Private Acts 1889, chapter 220, requires the commissioners to appoint a board of health for the town, and requires the board of health "to prepare rules and regulations to be kept and observed by all citizens of said town," and any person violating the same shall be guilty of a misdemeanor. Private Acts 1891, chapter 192, amends section 7 of said act by providing that, when the regulations of the board of health shall have been duly published, "the same shall become ordinances of said town," and that any person violating the same "shall be punished by fine in such amount as the town commissioners may prescribe," and that all laws in conflict therewith are repealed.

The said board of health was duly appointed and organized, and on the 13th of March, 1893, passed this ordinance: "It shall be unlawful for any person to keep hogs in the town of Laurinburg, within 400 feet of any well or dwelling house, street, place of business, school, *463 or church," and that any violation thereof shall be fined $5, etc.

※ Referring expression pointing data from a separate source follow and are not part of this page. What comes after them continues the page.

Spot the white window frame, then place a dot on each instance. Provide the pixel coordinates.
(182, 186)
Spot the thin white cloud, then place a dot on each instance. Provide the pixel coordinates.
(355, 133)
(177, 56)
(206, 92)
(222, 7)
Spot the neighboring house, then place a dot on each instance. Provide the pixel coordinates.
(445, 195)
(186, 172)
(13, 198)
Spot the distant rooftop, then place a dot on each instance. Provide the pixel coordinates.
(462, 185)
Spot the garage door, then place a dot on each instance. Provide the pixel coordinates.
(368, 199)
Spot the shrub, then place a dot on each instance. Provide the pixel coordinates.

The defendant was not charged under this ordinance, but under the ordinance, chapter 8, section 75a, supra. It will be seen that the authority to make regulations and ordinances for the town is vested in the board of health, and the duty of enforcing the same is (655) imposed on the board of commissioners. Therefore, the charge of his Honor, that said ordinance, chapter 8, section 75a, was valid, and that if the jury believed the evidence the defendant was guilty, was erroneous. The ordinance was simply void for want of authority in the board of commissioners.

Error.

Cited: Brockenbrough v. Comrs., 134 N.C. 17.